Henri Nouwen described a Christmas scene of three small wood-carved figures made in India, as the most wonderful he had ever seen. The carvings were of a poor woman, a poor man, and a small child between them. It was a simple carving, nearly primitive. The figures had no eyes, no ears, and no mouths… just contours of the faces. The figures were smaller than a human hand… nearly too small to attract attention at all.
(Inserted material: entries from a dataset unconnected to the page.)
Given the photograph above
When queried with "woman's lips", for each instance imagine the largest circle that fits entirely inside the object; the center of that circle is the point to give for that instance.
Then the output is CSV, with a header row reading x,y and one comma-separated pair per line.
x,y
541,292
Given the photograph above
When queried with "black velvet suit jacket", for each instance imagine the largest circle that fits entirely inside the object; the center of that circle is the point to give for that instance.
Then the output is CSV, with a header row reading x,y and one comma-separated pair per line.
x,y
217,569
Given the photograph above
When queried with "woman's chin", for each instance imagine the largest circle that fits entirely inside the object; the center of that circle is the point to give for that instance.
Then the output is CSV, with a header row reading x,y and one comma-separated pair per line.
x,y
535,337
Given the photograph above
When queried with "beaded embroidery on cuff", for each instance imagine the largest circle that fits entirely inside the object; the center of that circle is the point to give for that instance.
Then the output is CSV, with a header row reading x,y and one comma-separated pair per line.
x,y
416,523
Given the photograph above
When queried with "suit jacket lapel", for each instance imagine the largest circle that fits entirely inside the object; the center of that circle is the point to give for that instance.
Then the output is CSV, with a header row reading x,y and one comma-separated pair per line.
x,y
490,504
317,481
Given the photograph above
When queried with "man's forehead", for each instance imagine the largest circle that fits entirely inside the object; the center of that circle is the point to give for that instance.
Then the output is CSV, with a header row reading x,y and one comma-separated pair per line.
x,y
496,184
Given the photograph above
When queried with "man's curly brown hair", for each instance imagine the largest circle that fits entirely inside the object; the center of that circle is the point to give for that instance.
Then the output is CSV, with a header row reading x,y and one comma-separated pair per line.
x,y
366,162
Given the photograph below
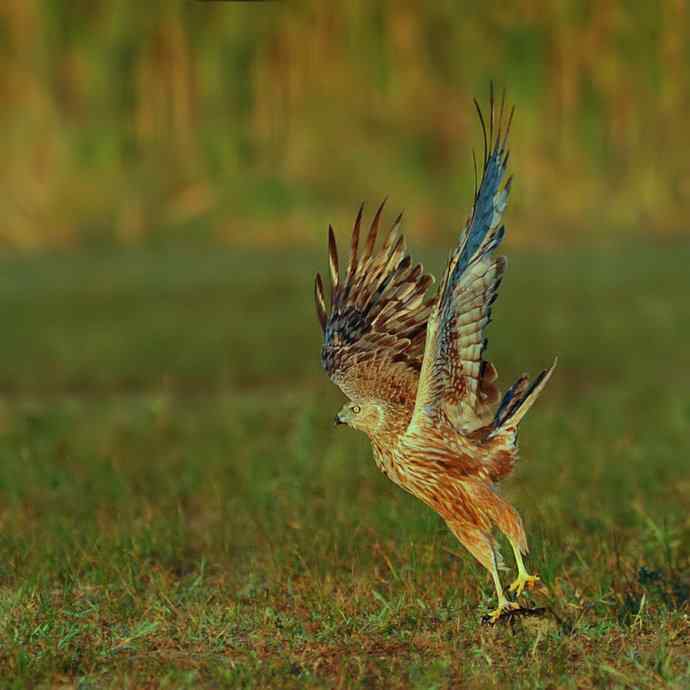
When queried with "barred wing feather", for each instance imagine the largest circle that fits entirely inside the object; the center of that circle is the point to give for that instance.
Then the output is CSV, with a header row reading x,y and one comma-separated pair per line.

But then, a beam of light shines on the three figures and projects large shadows on the sanctuary wall. That says it all, the light thrown on the smallness of Mary, Joseph, and the Child projects them as large, hopeful shadows against the walls of our life and our world. While looking at the intimate scene we already see the first outlines of the majesty and glory they represent. Without the radiant beam of light shining in the darkness there is little to be seen. But, everything changes with the light. (Henri Nouwen, The Genessee Diary, Christianity Today, Vol. 41, No. 14)
Just as Patricia Hampl saw the presence of Christ in the smile of the woman she met on the street and just as Henri saw in the shadow of Mary, Joseph, and the Christ on the sanctuary wall the glory and majesty they represent, may others see that same reflection when they look into our eyes and see the larger shadow cast as we walk in the light.